夜の蝉

「円紫師匠と私」シリーズは北村薫の人気作であり、不動の地位を得た作品。女子大生の私が日常出会った出来事に、落語家の円紫師匠がオチならぬ見事な解決を…
朧夜の底
正ちゃんが大きな書店でアルバイトを始めた。正ちゃんを冷やかしがてら本棚の間を歩いていると、平台に並べられた本が何冊か逆向きになっておいてあった。つまり本の題名が読めないようにしてあったのだ。
誰かのいたずれだろうと思われたが、別の日に行ってみると今度は本が何冊か逆さまに入れてあった。このことを゙私が円紫さんに話し、私と円紫さんは本屋に揃って行ってみた。
そると今度は本と売上スリップが違っていた。スリップが別の本のものに変えられていたのだ…

六月の花嫁
私と江美ちゃん、それに同じ大学の学生3人の合わせて5人が軽井沢の別荘に行く。学生の1人、峰さんの父親の所有する別荘であった。

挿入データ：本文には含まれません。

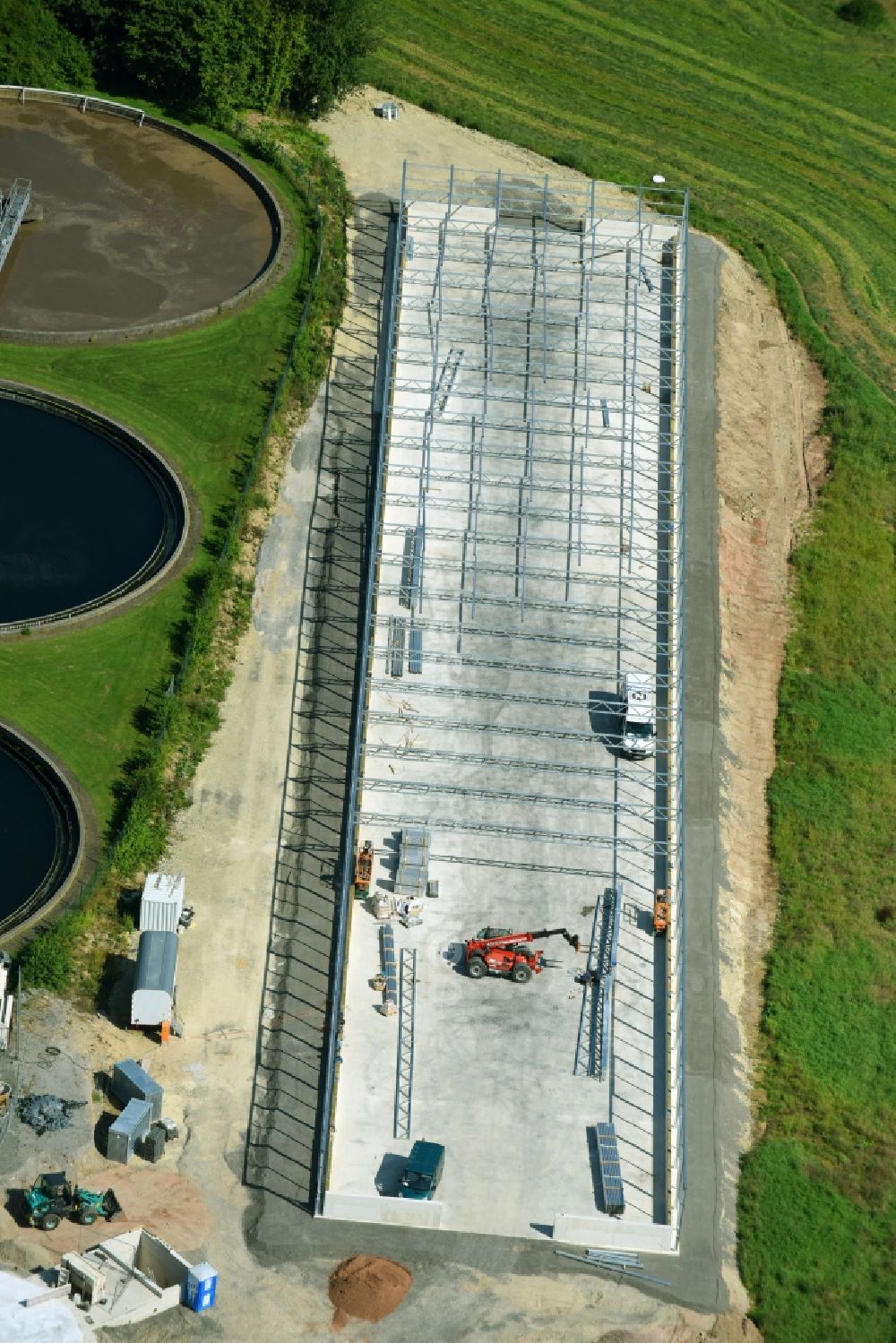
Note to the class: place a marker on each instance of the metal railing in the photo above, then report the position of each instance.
(349, 817)
(82, 101)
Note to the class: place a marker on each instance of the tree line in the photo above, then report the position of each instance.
(201, 56)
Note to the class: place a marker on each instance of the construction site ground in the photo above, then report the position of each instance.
(274, 1260)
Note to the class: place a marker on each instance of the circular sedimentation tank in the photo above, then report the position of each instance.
(40, 829)
(89, 513)
(136, 226)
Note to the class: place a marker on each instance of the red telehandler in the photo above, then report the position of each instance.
(497, 951)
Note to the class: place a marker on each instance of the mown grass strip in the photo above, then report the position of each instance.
(777, 116)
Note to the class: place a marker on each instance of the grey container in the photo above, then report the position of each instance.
(153, 1144)
(129, 1080)
(129, 1128)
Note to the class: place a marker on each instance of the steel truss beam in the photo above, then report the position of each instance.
(540, 799)
(479, 828)
(646, 497)
(413, 721)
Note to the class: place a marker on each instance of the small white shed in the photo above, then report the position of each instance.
(161, 903)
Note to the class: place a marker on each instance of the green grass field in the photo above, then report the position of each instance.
(780, 118)
(201, 398)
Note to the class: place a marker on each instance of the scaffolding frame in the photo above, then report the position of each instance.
(528, 528)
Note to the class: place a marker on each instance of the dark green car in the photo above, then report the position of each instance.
(424, 1170)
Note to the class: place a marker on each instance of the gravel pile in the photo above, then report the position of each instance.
(46, 1114)
(367, 1288)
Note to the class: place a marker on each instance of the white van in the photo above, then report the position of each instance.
(638, 726)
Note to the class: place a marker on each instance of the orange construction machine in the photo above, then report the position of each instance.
(365, 866)
(497, 951)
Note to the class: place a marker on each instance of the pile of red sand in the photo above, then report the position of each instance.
(367, 1288)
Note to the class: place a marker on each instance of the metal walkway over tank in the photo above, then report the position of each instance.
(11, 214)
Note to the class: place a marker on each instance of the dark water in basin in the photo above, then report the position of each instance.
(27, 831)
(78, 514)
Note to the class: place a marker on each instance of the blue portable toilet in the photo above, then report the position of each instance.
(201, 1287)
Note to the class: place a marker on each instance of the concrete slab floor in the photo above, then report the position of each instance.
(538, 589)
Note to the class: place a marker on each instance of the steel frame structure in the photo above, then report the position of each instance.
(528, 528)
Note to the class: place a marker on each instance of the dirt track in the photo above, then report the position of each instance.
(769, 401)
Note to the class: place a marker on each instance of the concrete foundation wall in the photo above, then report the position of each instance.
(159, 1261)
(608, 1233)
(387, 1211)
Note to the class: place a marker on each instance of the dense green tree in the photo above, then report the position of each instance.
(35, 48)
(340, 34)
(101, 26)
(163, 48)
(201, 56)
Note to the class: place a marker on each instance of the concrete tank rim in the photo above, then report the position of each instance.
(139, 447)
(86, 855)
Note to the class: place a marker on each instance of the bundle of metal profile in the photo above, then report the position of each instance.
(614, 1262)
(610, 1170)
(390, 966)
(413, 863)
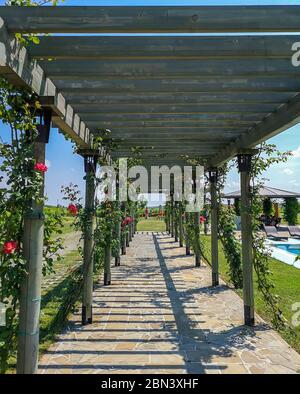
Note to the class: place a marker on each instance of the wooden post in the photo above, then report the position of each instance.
(30, 297)
(180, 220)
(123, 235)
(197, 240)
(187, 240)
(176, 221)
(127, 237)
(88, 242)
(172, 215)
(213, 174)
(244, 165)
(197, 226)
(130, 229)
(118, 236)
(107, 259)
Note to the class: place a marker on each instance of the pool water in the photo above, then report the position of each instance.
(295, 249)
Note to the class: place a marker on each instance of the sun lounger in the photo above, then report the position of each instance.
(272, 231)
(294, 231)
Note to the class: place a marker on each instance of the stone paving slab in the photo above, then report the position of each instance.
(160, 315)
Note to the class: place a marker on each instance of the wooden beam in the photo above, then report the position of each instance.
(285, 117)
(143, 126)
(209, 134)
(180, 85)
(88, 112)
(179, 117)
(83, 69)
(191, 19)
(173, 98)
(23, 72)
(163, 47)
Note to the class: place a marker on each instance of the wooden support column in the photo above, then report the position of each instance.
(176, 221)
(180, 225)
(172, 215)
(244, 165)
(123, 244)
(123, 235)
(118, 236)
(213, 177)
(197, 240)
(33, 240)
(107, 268)
(197, 227)
(30, 297)
(90, 162)
(187, 240)
(167, 220)
(128, 237)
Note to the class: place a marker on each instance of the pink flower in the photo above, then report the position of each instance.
(72, 209)
(10, 247)
(40, 167)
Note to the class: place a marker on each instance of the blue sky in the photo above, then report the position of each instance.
(65, 167)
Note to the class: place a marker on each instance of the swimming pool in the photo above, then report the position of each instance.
(287, 252)
(291, 248)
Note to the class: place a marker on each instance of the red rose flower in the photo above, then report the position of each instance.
(10, 247)
(72, 209)
(41, 167)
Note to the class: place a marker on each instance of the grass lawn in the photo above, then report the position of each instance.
(287, 286)
(151, 224)
(59, 301)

そこで、まずチェスのクイーンの駒がなくなった。夕方までチェスをしていた時はあったのに、夕食後にはなくなっていたのだ。そのチェスの駒が冷蔵庫に入っていた。が、今度は冷蔵庫から卵が一つ消えていた。
卵は風呂の脱衣場の棚においてあった。そして棚からは小さなスタンド式の鏡がなくなっていた。その鏡はチェス板の下に隠されていた。駒、卵、鏡の三題話の真相は…

夜の蝉
私の姉の様子が変だ。ある夜、飲んで遅く帰ってきた姉が珍しく声をかけてきた。2人で深夜の台所でビールを飲む。そこで姉が言うには…
姉の付き合っている男が、最近社内の若い女の子とも付き合い始めたらしい。姉はそれを知りつつ、男の気持ちを確かめるつもりで、貰った歌舞伎の招待券のうち1枚を会社の封筒に入れて送る。

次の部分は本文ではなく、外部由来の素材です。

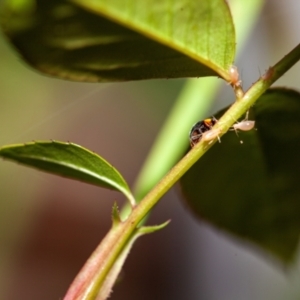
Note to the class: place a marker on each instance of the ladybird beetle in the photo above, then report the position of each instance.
(199, 128)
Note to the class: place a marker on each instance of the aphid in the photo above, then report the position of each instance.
(268, 75)
(244, 125)
(234, 77)
(200, 128)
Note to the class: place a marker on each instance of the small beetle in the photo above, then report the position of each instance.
(199, 128)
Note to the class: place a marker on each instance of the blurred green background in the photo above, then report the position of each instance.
(50, 225)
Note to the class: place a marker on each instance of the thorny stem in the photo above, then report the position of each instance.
(88, 282)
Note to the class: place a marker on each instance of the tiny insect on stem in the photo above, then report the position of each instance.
(245, 125)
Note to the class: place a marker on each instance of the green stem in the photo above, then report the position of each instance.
(90, 279)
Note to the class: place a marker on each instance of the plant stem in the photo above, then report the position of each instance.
(89, 281)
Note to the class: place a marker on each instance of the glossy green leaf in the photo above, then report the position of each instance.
(117, 40)
(252, 190)
(68, 160)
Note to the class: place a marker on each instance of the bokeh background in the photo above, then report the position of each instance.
(50, 225)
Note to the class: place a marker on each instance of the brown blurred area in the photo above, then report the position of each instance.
(50, 225)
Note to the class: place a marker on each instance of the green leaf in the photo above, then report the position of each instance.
(68, 160)
(252, 189)
(116, 40)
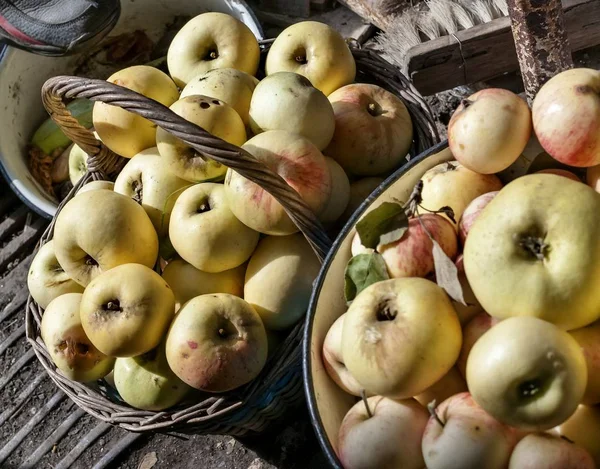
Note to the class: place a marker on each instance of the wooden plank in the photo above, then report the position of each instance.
(487, 51)
(299, 8)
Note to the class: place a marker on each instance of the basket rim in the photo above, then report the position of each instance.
(307, 359)
(289, 354)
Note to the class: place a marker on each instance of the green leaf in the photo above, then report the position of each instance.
(386, 224)
(446, 274)
(363, 270)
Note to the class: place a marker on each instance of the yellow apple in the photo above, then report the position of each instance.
(588, 339)
(387, 436)
(583, 428)
(489, 130)
(333, 360)
(69, 347)
(288, 101)
(216, 343)
(229, 85)
(373, 130)
(126, 133)
(215, 117)
(298, 162)
(95, 185)
(279, 279)
(187, 282)
(316, 51)
(205, 232)
(535, 251)
(415, 309)
(146, 382)
(441, 187)
(125, 311)
(450, 384)
(527, 373)
(46, 279)
(99, 230)
(208, 41)
(147, 179)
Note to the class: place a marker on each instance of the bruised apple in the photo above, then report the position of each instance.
(116, 231)
(535, 251)
(489, 130)
(69, 347)
(468, 438)
(333, 360)
(566, 117)
(527, 373)
(415, 309)
(298, 162)
(216, 343)
(440, 185)
(126, 311)
(373, 130)
(386, 436)
(412, 255)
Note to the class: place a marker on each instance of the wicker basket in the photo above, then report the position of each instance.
(248, 409)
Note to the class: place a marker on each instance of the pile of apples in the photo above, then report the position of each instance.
(183, 274)
(472, 333)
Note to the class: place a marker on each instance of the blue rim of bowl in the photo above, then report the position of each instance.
(4, 172)
(315, 418)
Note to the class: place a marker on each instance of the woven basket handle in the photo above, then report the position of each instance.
(102, 160)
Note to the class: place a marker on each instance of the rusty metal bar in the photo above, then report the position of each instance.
(541, 41)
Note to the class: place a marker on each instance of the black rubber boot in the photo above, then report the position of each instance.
(56, 27)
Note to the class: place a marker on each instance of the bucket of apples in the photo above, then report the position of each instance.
(456, 321)
(168, 291)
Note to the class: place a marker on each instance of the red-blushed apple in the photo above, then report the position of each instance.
(216, 343)
(527, 373)
(450, 384)
(412, 255)
(373, 130)
(472, 212)
(418, 311)
(387, 435)
(472, 308)
(472, 331)
(334, 361)
(588, 339)
(583, 429)
(489, 130)
(566, 117)
(441, 187)
(465, 436)
(541, 450)
(295, 159)
(592, 177)
(560, 172)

もう1枚は自分が持っていて、歌舞伎座に男が来るかどうか確かめようというわけだ。ところが当日歌舞伎座の席に座っていたのは、なんと男の相手と噂のある若い女の子。
後でわかったことだが、若い女の子のところには、男の名前で招待券が送られていたという。女の子は男とのデートと思い嬉々として来たら、姉が現れたというわけ。